Unterdessen trat Bürgermeister Ole von Beust - unter den Augen und Kameraobjektiven von rund 120 Journalisten und Fotografen aus der ganzen Republik - vor das Bürgerschaftspräsidium und legte seinen Amtseid ab: "Ich schwöre, so wahr mir Gott helfe." Bürgerschaftspräsident Röder wünschte eine "glückliche Hand für die Amtsführung und viel Erfolg im Interesse der Bürger der Stadt". Erste Gratulantin war von Beusts künftige Regierungspartnerin und zu diesem Zeitpunkt noch GAL-Fraktionsvorsitzende Christa Goetsch.

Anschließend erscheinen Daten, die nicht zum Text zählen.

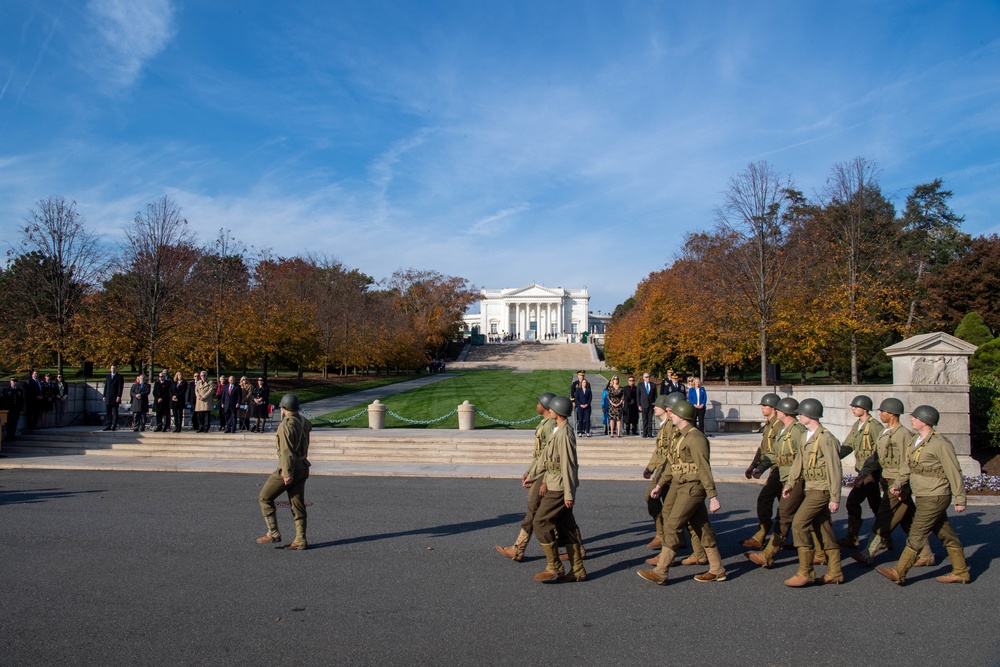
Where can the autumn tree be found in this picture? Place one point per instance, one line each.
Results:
(752, 216)
(433, 305)
(931, 237)
(61, 262)
(157, 259)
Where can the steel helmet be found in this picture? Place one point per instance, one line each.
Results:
(290, 402)
(811, 408)
(893, 406)
(770, 400)
(544, 399)
(927, 414)
(561, 406)
(863, 402)
(684, 410)
(788, 406)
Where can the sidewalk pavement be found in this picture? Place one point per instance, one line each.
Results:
(365, 397)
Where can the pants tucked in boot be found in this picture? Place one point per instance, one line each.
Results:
(553, 566)
(897, 574)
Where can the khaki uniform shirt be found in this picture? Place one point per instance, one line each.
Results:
(818, 463)
(293, 444)
(890, 452)
(768, 438)
(688, 460)
(664, 437)
(932, 469)
(789, 441)
(861, 440)
(543, 433)
(558, 462)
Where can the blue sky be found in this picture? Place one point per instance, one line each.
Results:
(565, 143)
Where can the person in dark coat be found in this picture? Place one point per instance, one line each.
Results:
(114, 386)
(139, 395)
(645, 396)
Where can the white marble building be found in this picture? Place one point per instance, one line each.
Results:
(528, 313)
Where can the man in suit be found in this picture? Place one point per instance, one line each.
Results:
(230, 404)
(161, 402)
(33, 397)
(114, 386)
(139, 395)
(645, 396)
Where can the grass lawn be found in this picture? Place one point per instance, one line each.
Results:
(503, 395)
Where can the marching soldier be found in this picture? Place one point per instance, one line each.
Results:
(861, 440)
(890, 452)
(935, 477)
(543, 432)
(691, 484)
(554, 524)
(771, 491)
(291, 475)
(664, 437)
(817, 463)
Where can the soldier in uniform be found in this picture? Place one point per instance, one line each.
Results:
(291, 475)
(691, 484)
(861, 440)
(664, 437)
(817, 463)
(890, 451)
(789, 441)
(13, 400)
(554, 525)
(771, 491)
(935, 477)
(543, 432)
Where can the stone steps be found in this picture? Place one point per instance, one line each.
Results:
(389, 446)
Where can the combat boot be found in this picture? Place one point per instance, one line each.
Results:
(926, 557)
(853, 528)
(806, 574)
(658, 575)
(959, 570)
(553, 567)
(834, 575)
(866, 556)
(272, 531)
(516, 552)
(898, 574)
(715, 570)
(578, 572)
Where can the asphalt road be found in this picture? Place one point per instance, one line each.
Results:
(162, 569)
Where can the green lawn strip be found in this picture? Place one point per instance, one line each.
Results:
(503, 395)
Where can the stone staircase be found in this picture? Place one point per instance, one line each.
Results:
(485, 447)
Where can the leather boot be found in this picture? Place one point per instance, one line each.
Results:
(658, 575)
(272, 531)
(715, 570)
(577, 573)
(898, 574)
(516, 552)
(853, 528)
(959, 570)
(553, 567)
(866, 556)
(806, 574)
(834, 575)
(300, 542)
(926, 557)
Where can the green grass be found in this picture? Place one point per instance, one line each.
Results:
(503, 395)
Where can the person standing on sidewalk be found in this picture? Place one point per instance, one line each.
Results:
(543, 432)
(290, 476)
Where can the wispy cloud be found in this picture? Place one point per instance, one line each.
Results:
(130, 32)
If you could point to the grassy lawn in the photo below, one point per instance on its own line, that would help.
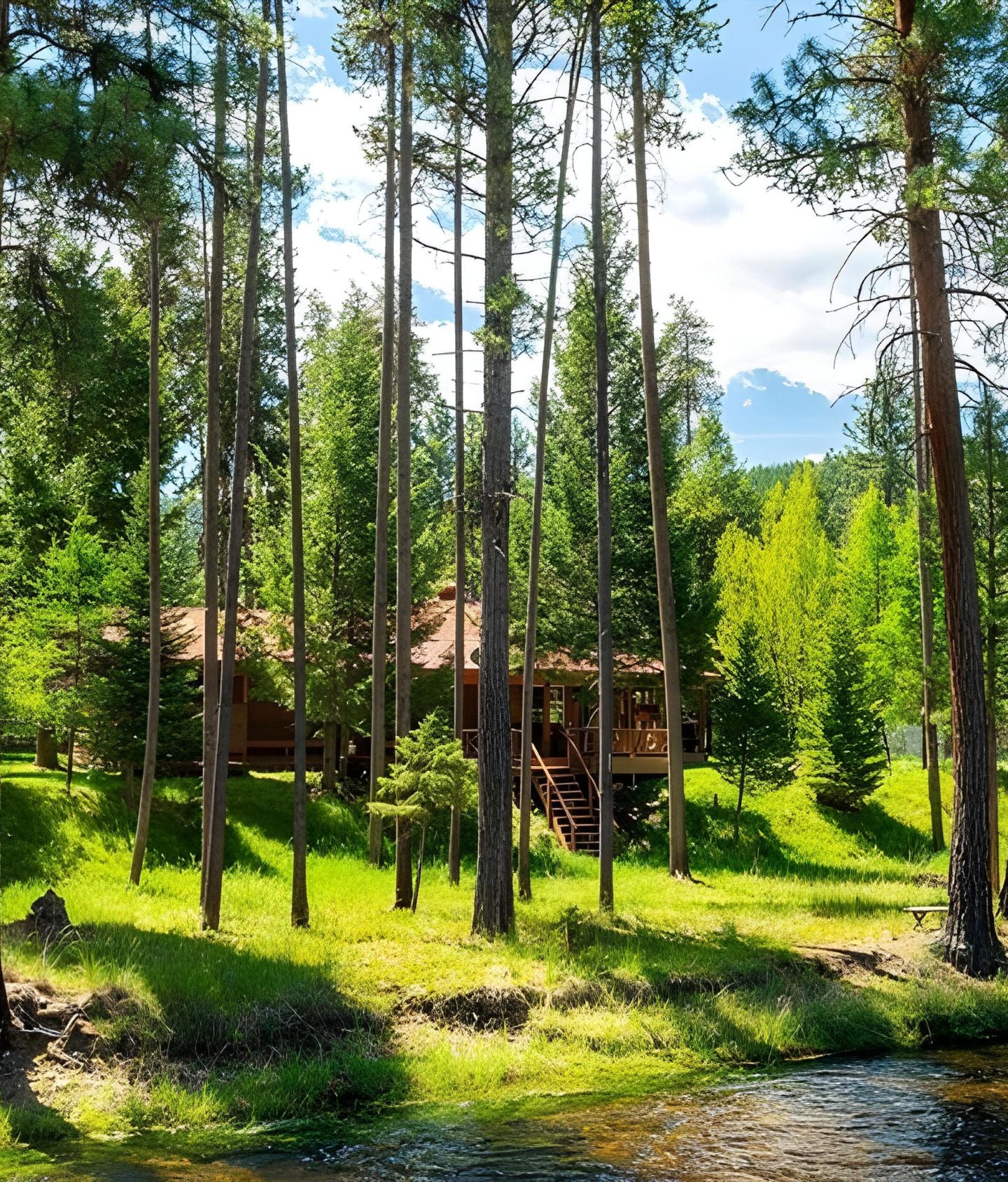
(212, 1034)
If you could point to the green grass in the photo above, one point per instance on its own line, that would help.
(260, 1024)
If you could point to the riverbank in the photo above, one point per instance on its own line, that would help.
(790, 946)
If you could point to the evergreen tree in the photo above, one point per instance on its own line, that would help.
(685, 366)
(883, 431)
(429, 774)
(117, 713)
(831, 135)
(62, 629)
(752, 739)
(841, 735)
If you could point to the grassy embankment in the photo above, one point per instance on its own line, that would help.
(216, 1034)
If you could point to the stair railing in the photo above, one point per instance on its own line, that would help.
(573, 750)
(551, 791)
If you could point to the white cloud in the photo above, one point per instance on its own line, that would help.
(314, 7)
(755, 265)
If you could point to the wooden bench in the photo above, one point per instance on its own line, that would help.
(920, 912)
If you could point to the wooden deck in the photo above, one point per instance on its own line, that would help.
(564, 777)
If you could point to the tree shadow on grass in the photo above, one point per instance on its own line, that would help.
(876, 829)
(671, 961)
(762, 851)
(207, 1000)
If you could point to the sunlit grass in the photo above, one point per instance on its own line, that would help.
(260, 1022)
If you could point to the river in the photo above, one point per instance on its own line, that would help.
(937, 1115)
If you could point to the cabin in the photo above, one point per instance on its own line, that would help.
(565, 723)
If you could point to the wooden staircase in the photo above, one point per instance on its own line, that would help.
(570, 812)
(568, 795)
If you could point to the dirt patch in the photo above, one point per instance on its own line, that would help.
(860, 960)
(484, 1008)
(52, 1037)
(928, 879)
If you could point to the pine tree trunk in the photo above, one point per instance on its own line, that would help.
(71, 742)
(46, 750)
(458, 695)
(154, 527)
(403, 863)
(990, 662)
(299, 886)
(379, 617)
(329, 754)
(216, 867)
(923, 480)
(972, 940)
(678, 854)
(344, 753)
(532, 609)
(212, 460)
(419, 870)
(606, 704)
(5, 1006)
(493, 912)
(741, 788)
(403, 458)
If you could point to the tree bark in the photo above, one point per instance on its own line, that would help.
(493, 912)
(403, 459)
(71, 742)
(972, 943)
(299, 886)
(741, 788)
(419, 870)
(990, 661)
(923, 481)
(458, 697)
(344, 752)
(154, 557)
(212, 461)
(46, 751)
(532, 609)
(212, 901)
(329, 754)
(678, 854)
(379, 617)
(606, 704)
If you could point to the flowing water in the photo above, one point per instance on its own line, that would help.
(939, 1115)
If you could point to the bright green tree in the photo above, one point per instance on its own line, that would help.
(60, 630)
(752, 739)
(841, 731)
(784, 580)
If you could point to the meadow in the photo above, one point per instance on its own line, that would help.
(212, 1038)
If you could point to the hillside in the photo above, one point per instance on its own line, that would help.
(208, 1036)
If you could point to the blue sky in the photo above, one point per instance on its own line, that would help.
(759, 269)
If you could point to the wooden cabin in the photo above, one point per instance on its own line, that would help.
(565, 740)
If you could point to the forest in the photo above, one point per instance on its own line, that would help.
(297, 618)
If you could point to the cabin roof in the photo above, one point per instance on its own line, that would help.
(434, 625)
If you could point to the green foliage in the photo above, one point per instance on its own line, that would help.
(783, 580)
(841, 740)
(429, 774)
(685, 367)
(117, 697)
(752, 738)
(57, 637)
(340, 408)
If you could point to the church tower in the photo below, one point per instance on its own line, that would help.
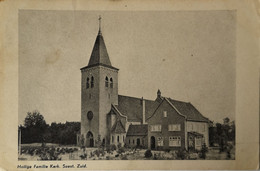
(99, 90)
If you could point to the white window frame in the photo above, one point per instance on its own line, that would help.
(165, 114)
(156, 128)
(160, 141)
(174, 127)
(203, 128)
(175, 141)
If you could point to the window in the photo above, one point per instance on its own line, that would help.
(111, 82)
(191, 127)
(174, 127)
(175, 141)
(160, 141)
(203, 128)
(106, 82)
(198, 142)
(87, 84)
(92, 82)
(156, 128)
(90, 115)
(165, 114)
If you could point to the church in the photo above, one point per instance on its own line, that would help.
(110, 118)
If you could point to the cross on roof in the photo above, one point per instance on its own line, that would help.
(99, 18)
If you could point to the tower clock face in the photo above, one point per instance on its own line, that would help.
(90, 115)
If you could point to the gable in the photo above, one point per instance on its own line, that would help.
(172, 113)
(188, 110)
(132, 108)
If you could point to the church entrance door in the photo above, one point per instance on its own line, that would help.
(138, 142)
(90, 139)
(152, 143)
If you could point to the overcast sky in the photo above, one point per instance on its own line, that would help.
(189, 56)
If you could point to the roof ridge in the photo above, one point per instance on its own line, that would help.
(136, 98)
(178, 100)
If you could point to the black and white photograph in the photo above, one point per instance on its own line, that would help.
(139, 85)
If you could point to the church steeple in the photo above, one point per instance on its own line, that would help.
(99, 53)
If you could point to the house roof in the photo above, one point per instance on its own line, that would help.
(196, 134)
(188, 110)
(133, 109)
(137, 130)
(99, 55)
(118, 127)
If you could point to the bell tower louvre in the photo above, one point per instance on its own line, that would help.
(99, 90)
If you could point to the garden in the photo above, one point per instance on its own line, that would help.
(56, 152)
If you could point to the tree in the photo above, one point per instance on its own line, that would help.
(35, 127)
(34, 119)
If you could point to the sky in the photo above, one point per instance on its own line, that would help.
(188, 55)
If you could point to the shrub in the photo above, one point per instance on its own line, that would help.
(124, 157)
(83, 157)
(119, 145)
(121, 150)
(112, 147)
(203, 151)
(167, 150)
(148, 154)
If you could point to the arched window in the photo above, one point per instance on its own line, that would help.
(92, 82)
(106, 82)
(87, 84)
(111, 82)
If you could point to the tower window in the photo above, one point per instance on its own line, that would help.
(92, 82)
(106, 82)
(87, 84)
(111, 82)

Ihr Stellvertreter Jens Kerstan überreichte einen Blumenstrauß mit Rosen und Papageienblumen, von Karl-Heinz Warnholz (CDU) gab es einen schwarz-grünen Schlüssel mit einer Hamburg-Flagge daran. Frank Schira überreichte ein Glas voll mit schwarzen und grünen Gummibärchen.

Nach der Berufung des Senats und dem obligatorischen Gruppenfoto ging es in die zweite Wahlrunde. Die Bürgerschaft stimmte dem vorgeschlagenen Senat mit 67 Ja- und 54 Nein-Stimmen zu. Das war der Moment, als auch Christa Goetsch sich sichtlich entspannte. War sie vorher noch angespannt auf den Gängen hin- und hergelaufen, strahlte sie nun über das ganze Gesicht. "Über die große Zustimmung freue ich mich sehr", sagte Goetsch. Sie freue sich aber genauso auf die bevorstehende Arbeit. "Jetzt kann es losgehen", sagte sie und nahm ebenfalls schwarz-grüne Gummibärchen entgegen.

Mit Christa Goetsch (Bildung) traten von der GAL Anja Hajduk (Stadtentwicklung und Umwelt) und Till Steffen (Justiz), von der CDU Christoph Ahlhaus (Innen), Herlind Gundelach (Wissenschaft), Dietrich Wersich (Soziales), Michael Freytag (Finanzen), Axel Gedaschko (Wirtschaft) sowie die parteilose Karin von Welck (Kultur und Sport) vor das Präsidium, um ihren Amtseid als Senatoren abzulegen. Lediglich Christa Goetsch und Till Steffen verzichteten auf den Zusatz: "... so wahr mir Gott helfe". Die Abgeordneten und Besucher applaudierten. Nur einem war nicht nach Applaus zumute. Mit versteinerter Miene stand der ehemalige Justizsenator Carsten Lüdemann (CDU) regungslos in der Senatsloge und betrachtete die Vereidigung seines Amtsnachfolgers scheinbar wehmütig.

Und dann kam der große Moment für den neuen schwarz-grünen Senat. Zum ersten Mal durften die Senatoren auf der Senatsbank Platz nehmen. Dabei ging es betont freundlich zu. Besonders bemühte sich Michael Freytag um die Neulinge neben sich. Christa Goetsch rückte er, ganz Gentlemen, den Stuhl zurecht. Mit Anja Hajduk begann er gleich angeregt zu plaudern. Damit endete die Feierlichkeit, und der Alltag begann. Thema der Aktuellen Stunde: die Krawalle am 1. Mai.